Published online Jan 7, 2022. doi: 10.12998/wjcc.v10.i1.296
Peer-review started: May 18, 2021
First decision: July 5, 2021
Revised: July 15, 2021
Accepted: November 30, 2021
Article in press: November 30, 2021
Published online: January 7, 2022
Processing time: 225 Days and 22.9 Hours
Primary intracranial alveolar soft-part sarcoma (PIASPS) is a rare malignancy. We aimed to investigate the clinical profiles and outcomes for PIASPS.

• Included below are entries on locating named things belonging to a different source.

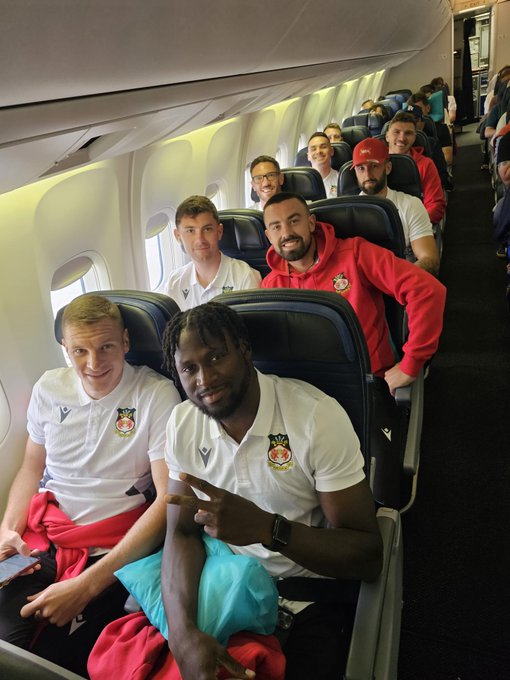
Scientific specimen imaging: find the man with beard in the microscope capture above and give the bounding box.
[352,137,439,275]
[262,193,445,508]
[162,302,382,680]
[386,111,446,224]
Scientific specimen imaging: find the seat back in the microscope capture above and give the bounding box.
[54,290,180,378]
[388,153,423,198]
[384,88,412,101]
[282,166,326,201]
[342,125,370,152]
[295,140,352,170]
[375,99,402,118]
[338,153,423,205]
[215,288,372,468]
[310,195,406,356]
[0,640,83,680]
[218,208,269,276]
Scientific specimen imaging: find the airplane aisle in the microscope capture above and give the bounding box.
[398,125,510,680]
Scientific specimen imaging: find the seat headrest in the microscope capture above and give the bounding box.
[218,208,269,276]
[342,125,370,152]
[215,288,371,466]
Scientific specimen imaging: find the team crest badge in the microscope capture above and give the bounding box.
[267,434,294,471]
[115,408,136,437]
[333,272,351,295]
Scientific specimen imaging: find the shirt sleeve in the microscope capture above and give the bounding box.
[422,159,445,224]
[148,380,181,462]
[310,395,365,492]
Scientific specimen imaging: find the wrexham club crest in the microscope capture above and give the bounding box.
[115,408,136,437]
[267,434,294,471]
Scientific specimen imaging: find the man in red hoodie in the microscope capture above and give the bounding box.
[386,111,446,224]
[262,193,446,507]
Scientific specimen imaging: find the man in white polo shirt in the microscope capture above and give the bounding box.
[352,137,439,275]
[162,302,382,680]
[163,196,261,310]
[0,294,181,675]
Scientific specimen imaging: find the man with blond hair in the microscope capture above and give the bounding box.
[0,294,180,675]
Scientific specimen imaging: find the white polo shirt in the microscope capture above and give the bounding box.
[28,363,181,525]
[163,253,262,311]
[165,371,364,577]
[386,187,434,246]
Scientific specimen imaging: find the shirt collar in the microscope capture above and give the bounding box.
[209,369,276,439]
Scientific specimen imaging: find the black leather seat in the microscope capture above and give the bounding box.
[215,288,403,680]
[342,125,370,151]
[310,195,424,511]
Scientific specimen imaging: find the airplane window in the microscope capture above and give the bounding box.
[0,385,11,442]
[51,256,100,316]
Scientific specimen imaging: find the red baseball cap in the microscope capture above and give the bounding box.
[352,137,389,167]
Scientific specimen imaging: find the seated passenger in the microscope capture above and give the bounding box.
[386,111,446,224]
[161,302,382,680]
[324,123,342,144]
[308,132,338,198]
[262,193,445,508]
[352,137,439,275]
[250,156,284,210]
[0,294,181,674]
[163,196,260,309]
[493,132,510,260]
[407,92,453,167]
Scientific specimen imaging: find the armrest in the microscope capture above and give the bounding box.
[404,369,425,475]
[345,508,403,680]
[0,640,83,680]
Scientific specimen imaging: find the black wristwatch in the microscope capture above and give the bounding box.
[262,515,292,552]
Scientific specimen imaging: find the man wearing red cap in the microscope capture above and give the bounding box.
[386,111,446,224]
[352,137,439,274]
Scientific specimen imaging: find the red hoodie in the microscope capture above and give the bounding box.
[410,146,446,224]
[262,222,446,377]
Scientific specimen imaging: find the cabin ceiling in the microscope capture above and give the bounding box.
[0,0,451,192]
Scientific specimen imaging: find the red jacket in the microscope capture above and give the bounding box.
[87,612,285,680]
[262,222,446,376]
[410,146,446,224]
[23,491,148,581]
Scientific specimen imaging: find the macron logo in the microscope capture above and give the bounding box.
[198,446,212,467]
[60,406,71,423]
[69,614,87,635]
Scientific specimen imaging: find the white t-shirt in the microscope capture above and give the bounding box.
[163,253,262,311]
[28,363,181,525]
[322,168,338,198]
[165,371,364,576]
[360,187,434,259]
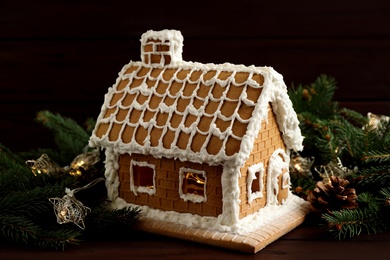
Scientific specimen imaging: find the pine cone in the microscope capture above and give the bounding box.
[307,176,358,214]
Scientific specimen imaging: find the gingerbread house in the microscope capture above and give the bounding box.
[90,30,307,252]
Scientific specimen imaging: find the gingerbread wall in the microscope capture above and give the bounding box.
[239,106,288,219]
[118,154,222,217]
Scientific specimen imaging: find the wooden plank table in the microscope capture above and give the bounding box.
[0,223,390,260]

We firstly reported five consecutive cases from our institute. Then, the cases from previous studies were pooled and analyzed to delineate the characteristics of this disease. Our cohort included two males and three females. The median age was 21-years-old (range: 8-54-years-old). All the patients received surgical treatment. Gross total resection (GTR), radiotherapy, and chemotherapy were administered in 3 patients, 4 patients, and 1 patient, respectively. After a median follow-up of 36 mo, tumor progression was noticed in 4 patients; and 3 patients died of the disease. Pooled data (n = 14) contained 5 males and 9 females with a median age of 19 years. The log-rank tests showed that GTR (P = 0.011) could prolong progression-free survival, and radiotherapy (P < 0.001) resulted in longer overall survival.

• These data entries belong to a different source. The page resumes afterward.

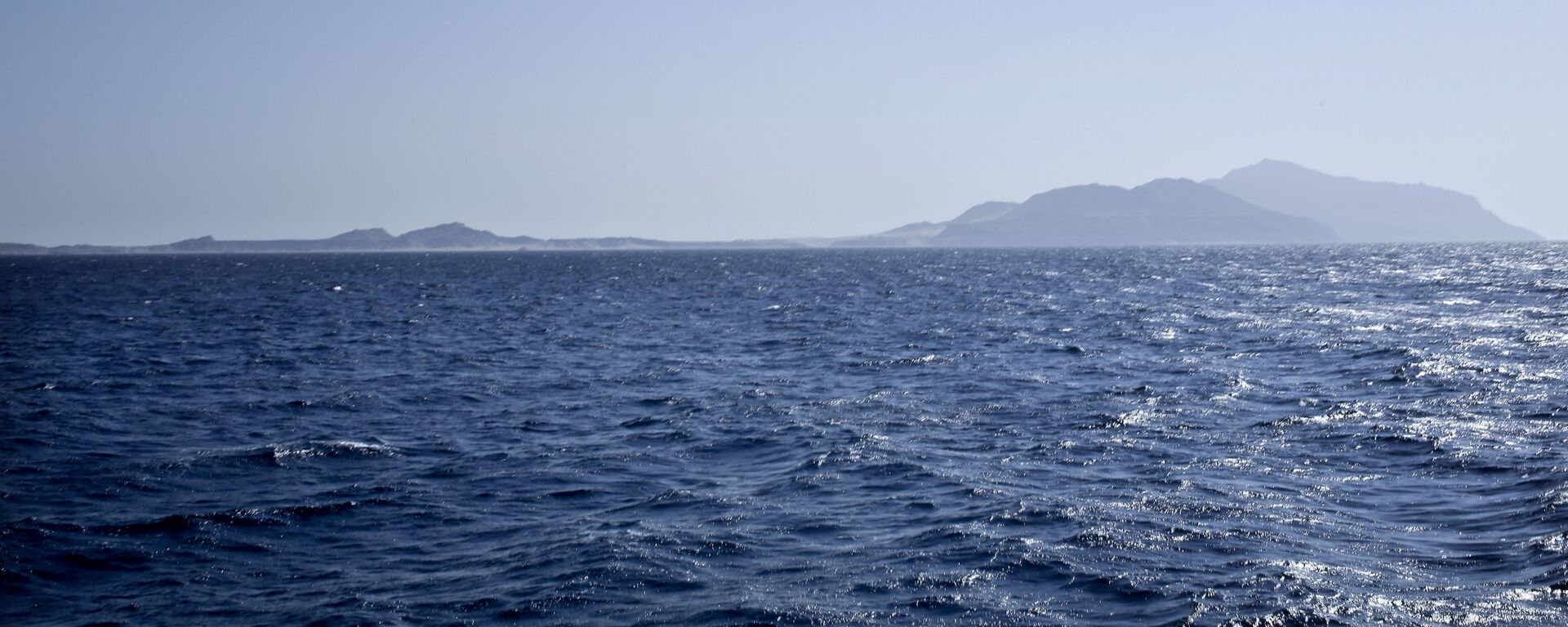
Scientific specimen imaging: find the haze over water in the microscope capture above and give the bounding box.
[0,243,1568,625]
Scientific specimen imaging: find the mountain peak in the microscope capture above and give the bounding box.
[1205,158,1539,242]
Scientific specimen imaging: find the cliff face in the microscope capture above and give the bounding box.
[839,179,1338,246]
[1205,160,1541,242]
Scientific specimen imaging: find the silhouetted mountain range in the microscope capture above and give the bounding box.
[1205,160,1541,242]
[835,179,1339,246]
[0,160,1539,254]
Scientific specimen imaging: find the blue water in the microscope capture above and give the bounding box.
[0,245,1568,625]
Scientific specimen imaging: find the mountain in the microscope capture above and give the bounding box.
[0,223,803,256]
[1205,160,1541,242]
[837,179,1338,246]
[394,223,539,251]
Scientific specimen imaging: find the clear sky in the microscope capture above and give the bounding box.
[0,0,1568,245]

Patients with PIASPS suffer from poor outcomes. Surgical treatment is the first choice, and GTR should be achieved when the tumor is feasible. Patients with PIASPS benefit from radiotherapy, which should be considered as a part of treatment therapies.

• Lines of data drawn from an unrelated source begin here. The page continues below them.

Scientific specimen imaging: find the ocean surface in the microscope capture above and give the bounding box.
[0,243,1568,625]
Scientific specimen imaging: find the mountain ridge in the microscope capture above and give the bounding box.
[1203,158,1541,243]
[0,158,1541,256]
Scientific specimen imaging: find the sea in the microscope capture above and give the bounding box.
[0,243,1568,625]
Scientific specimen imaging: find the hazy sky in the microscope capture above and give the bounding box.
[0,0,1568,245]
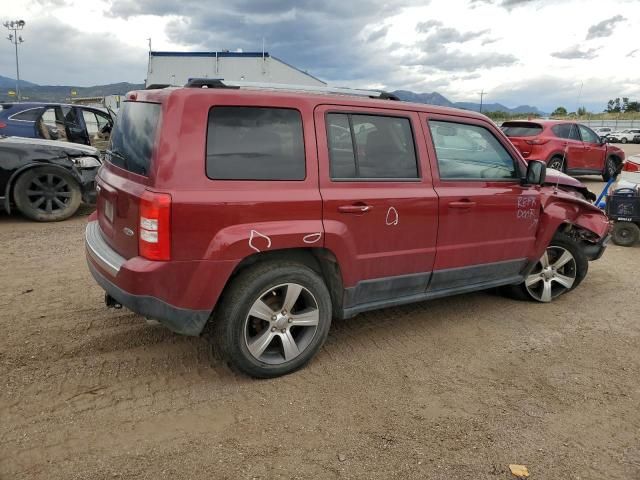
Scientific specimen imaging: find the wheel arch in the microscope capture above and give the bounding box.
[221,247,344,317]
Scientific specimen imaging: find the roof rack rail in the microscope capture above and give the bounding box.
[185,78,400,100]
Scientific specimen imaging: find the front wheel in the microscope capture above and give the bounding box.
[214,262,332,378]
[14,166,82,222]
[511,234,589,303]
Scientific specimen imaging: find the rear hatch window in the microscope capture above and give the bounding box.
[106,102,160,176]
[501,122,542,137]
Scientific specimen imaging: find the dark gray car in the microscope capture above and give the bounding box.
[0,136,102,222]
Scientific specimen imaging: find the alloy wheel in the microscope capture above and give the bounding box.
[25,173,73,214]
[244,283,320,365]
[525,246,577,302]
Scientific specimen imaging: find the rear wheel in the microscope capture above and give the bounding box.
[214,262,331,378]
[547,157,565,172]
[611,222,640,247]
[509,234,589,303]
[14,167,82,222]
[602,157,618,182]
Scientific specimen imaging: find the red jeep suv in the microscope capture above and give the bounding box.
[501,120,624,182]
[85,80,609,377]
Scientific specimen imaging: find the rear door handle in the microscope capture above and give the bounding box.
[449,200,476,208]
[338,203,373,214]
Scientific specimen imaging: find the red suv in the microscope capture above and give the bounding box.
[501,120,624,182]
[86,81,609,377]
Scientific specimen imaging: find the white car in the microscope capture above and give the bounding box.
[607,128,640,143]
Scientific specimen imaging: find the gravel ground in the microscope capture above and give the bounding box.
[0,149,640,480]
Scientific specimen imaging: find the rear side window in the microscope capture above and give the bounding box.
[429,121,519,180]
[551,123,582,141]
[11,108,42,122]
[206,107,306,180]
[106,102,160,175]
[327,113,418,180]
[501,123,542,137]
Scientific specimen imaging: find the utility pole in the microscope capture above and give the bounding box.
[3,20,26,102]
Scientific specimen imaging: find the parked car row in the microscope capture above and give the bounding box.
[501,120,625,181]
[606,128,640,143]
[0,103,115,150]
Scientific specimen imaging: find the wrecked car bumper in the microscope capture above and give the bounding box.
[583,234,611,261]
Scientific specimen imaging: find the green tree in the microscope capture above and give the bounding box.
[551,107,567,117]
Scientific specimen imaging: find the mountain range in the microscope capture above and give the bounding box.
[0,75,144,102]
[391,90,543,115]
[0,75,542,114]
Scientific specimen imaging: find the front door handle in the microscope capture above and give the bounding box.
[338,203,373,214]
[449,200,476,208]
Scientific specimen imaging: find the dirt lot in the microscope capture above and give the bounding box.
[0,149,640,479]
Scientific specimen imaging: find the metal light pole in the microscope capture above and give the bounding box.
[3,20,26,101]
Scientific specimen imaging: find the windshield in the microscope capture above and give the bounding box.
[106,102,160,175]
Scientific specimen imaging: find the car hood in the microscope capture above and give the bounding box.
[544,168,596,202]
[0,137,100,157]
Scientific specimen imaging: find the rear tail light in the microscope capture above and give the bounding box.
[138,191,171,260]
[525,138,549,145]
[622,159,640,172]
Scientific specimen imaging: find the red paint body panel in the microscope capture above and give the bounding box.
[89,88,608,318]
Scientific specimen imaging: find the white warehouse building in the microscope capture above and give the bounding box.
[146,51,326,87]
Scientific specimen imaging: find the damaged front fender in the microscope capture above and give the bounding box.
[534,191,611,260]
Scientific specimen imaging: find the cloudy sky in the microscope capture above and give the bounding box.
[0,0,640,111]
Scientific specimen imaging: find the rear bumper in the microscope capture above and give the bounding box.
[88,262,211,336]
[583,235,611,261]
[85,221,215,335]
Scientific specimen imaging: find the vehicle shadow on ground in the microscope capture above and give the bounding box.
[0,203,96,225]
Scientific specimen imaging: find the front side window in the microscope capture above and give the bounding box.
[9,108,42,122]
[579,125,600,143]
[206,107,306,180]
[327,113,419,180]
[551,123,582,141]
[429,120,519,180]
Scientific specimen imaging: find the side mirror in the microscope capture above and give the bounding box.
[523,160,547,185]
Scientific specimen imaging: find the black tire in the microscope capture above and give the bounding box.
[503,233,589,302]
[602,157,618,182]
[213,262,332,378]
[547,156,567,172]
[13,166,82,222]
[611,222,640,247]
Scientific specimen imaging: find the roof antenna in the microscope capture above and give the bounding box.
[553,82,584,194]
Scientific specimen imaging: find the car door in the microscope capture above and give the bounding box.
[551,123,587,170]
[61,105,91,145]
[422,114,540,292]
[315,105,438,308]
[578,125,607,172]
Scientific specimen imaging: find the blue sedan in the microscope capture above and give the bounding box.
[0,103,114,150]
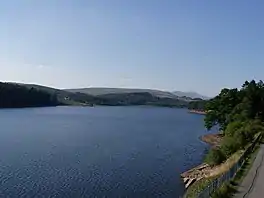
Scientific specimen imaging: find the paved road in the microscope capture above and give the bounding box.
[234,145,264,198]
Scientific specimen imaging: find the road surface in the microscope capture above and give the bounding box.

Core Tip: Alveolar soft part sarcoma, or alveolar soft-part sarcoma (ASPS), is reportedly a rare tumor with a high recurrent rate. Current understanding of primary intracranial ASPS, or primary intracranial ASPS (PIASPS), is limited to case reports or small case series that preclude statistical analysis of outcomes (e.g., progression-free survival or overall survival). In this article, we first reported 5 consecutive cases from our institute. Then, the 9 cases from previous studies were pooled and analyzed to delineate the characteristics of this disease. We found PIASPS was a rare malignancy and predominately affected young females. Patients with PIASPS suffer from poor outcomes, characterized by a high tendency of recurrence. Surgical treatment is the first choice and gross total resection should be achieved when the tumor is feasible. Besides, PIASPS benefit from radiotherapy, which should be considered as a part of treatment therapies.